Shadows of the New Sun: Stories in Honor of Gene Wolfe / review by Stephen Theaker

Not to be confused with the book of critical writings by the same name about the same author, Shadows of the New Sun (Tor, hb, 416pp) is an anthology of fiction celebrating the work of Gene Wolfe. Two of his own stories bookend the collection. In “Frostfree” Roy Tabak gets home to find a new refrigerator with unusual capabilities has been delivered. The story develops in interesting directions, but in itself isn’t quite enough to demonstrate why Wolfe is the kind of writer to deserve a tribute. Closing story “Sea of Memory” is more reminiscent of the work for which he is lauded. Adele is helping to build a colony, but memories are foggy and time seems strangely confused. The conclusion disappoints, but the disorientation is convincing.

Neil Gaiman may attract as many readers to this book as Gene Wolfe, and “A Lunar Labyrinth” won’t disappoint them. An aficionado of rural attractions goes to see a maze which visitors would wander at night, until the locals decided to burn it. Less superstarry names offer stories that are just as good. Steven Savile’s “Ashes” is a moving, subtly magical story about Steve, whose sweetheart died; in desperation he goes on the honeymoon they had planned. “...And Other Stories” by Nancy Kress plays on the fiction-hopping of “The Island of Doctor Death and Other Stories”, telling the story of Caitlin, cursed by her grandmother to live through the most miserable of fictional lives. Jack Dann’s “The Island of Time” riffs on the same source, but this time fiction is an escape from abuse. The stories here are generally short, but Aaron Allston’s fifty-page “Epistoleros” justifies the space it’s been given, from its clever title – it’s a story of gunslingers told through a series of letters – to its equally clever ending.

The notes don’t always identify the stories to which these are paying tribute, and most can be enjoyed without having read the originals, though that means you get Wolfe’s ideas secondhand. “The She-Wolf’s Hidden Grin” by Michael Swanwick, about the daughters of a wealthy perfumier, and whether they are the descendants of colonists or the descendants of natives who murdered and replaced the colonists, is one of the best stories here, but “The Fifth Head of Cerberus” deserves to be read first.

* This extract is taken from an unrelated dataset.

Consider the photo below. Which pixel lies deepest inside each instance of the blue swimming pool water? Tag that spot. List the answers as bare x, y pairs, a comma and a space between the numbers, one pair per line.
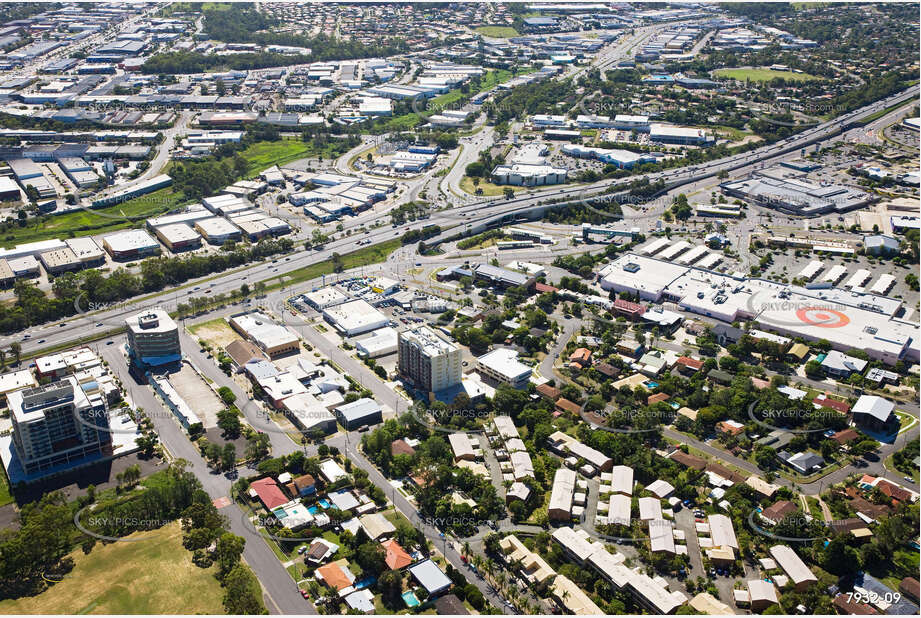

Mike Resnick and Barry Malzberg’s “Tourist Trap” visits the protagonists of “The Marvelous Brass Chessplaying Automaton” in a Bavarian prison, and makes much more sense read after the original story.

Despite the title, disappointingly few stories connect to the Book of the New Sun, though of course there’s more to Wolfe than that quartet. “In the Shadow of the Gate” by William C. Dietz has Severian, between Shadow and Claw, targeted by an offworld assassin and battling beast men while passing through the great wall surrounding Nessus. The queerness of Severian’s world is captured better by Jody Lynn Nye in “The Dream of the Sea”, set after the coming of the new sun; the Order of Esoteric and Practical Knowledge sends Nedel on a quest to find the missing Autarch. Severian makes a guest appearance (as does Wolfe) in Joe Haldeman’s “The Island of the Death Doctor”, a “To Your Scattered Bodies Go” with fictional rather than historical characters.

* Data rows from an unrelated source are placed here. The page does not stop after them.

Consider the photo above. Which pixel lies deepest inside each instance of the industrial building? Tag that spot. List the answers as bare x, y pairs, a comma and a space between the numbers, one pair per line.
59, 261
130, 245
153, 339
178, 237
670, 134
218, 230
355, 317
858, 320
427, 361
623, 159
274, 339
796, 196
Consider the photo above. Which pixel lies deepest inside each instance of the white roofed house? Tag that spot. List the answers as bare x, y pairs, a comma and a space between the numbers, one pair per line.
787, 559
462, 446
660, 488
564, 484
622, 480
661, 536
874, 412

Surprisingly, Wolfe is revealed as a friendly, convivial figure, quite unlike his stern, unforgiving narrative style: “what would you do to earn a Gene Wolfe approving chuckle?”, asks Judi Rohrig, while Nye describes him as “a courtly gentleman with a twinkle and a sense of humor, modest, patient, appreciative”. The notes mention convention encounters as often as his fiction, creating a sense that many contributors were chosen as much for their friendship with Wolfe as their artistic affinity with his work. Songs of the Dying Earth introduced Jack Vance’s readers to writers with similar sensibilities; that’s less likely to happen here, but the range of stories will encourage readers to explore Wolfe’s rich back catalogue.

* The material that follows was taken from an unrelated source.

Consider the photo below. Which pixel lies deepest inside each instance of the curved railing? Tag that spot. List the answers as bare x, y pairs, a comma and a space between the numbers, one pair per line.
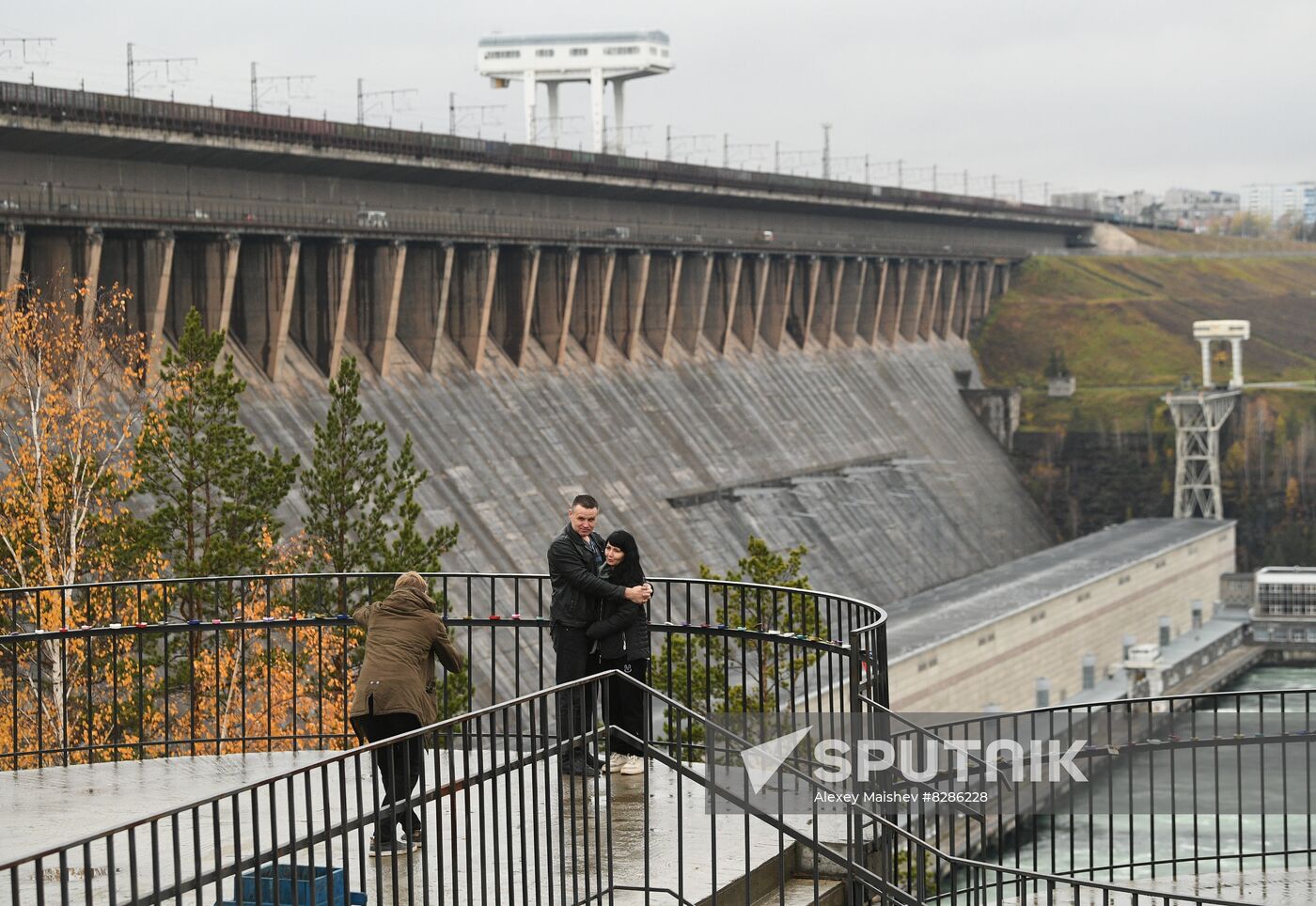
150, 668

Michael Stackpole’s “Snowchild” is a good adventure story – a soldier and a war-mage form an unhappy alliance to rescue a girl from the maggot-folk – and his X-Wing novels have their admirers, but one wouldn’t especially recommend them to Wolfe’s fans. Timothy Zahn”s ‘A Touch of Rosemary” is a fun, clever fantasy, as the Wizard Knight sees off an invading witch king by inviting him to dinner. Todd McCaffrey’s “Rhubarb and Beets” has a nice line in casual cruelty – a fairy girl who gloats about her father’s cleverness to a man he stole from his family – and ends very well. “The Log” is a good story by David Brin about Russian families living miserable lives to be near exiled dissidents. There are no dull stories here, just a couple that are confusing, and most are very good. Novices might prefer to read The Very Best of... first, but if not they’ll still enjoy this.

After a bit of editing, this review appeared in Interzone #247, back in 2013.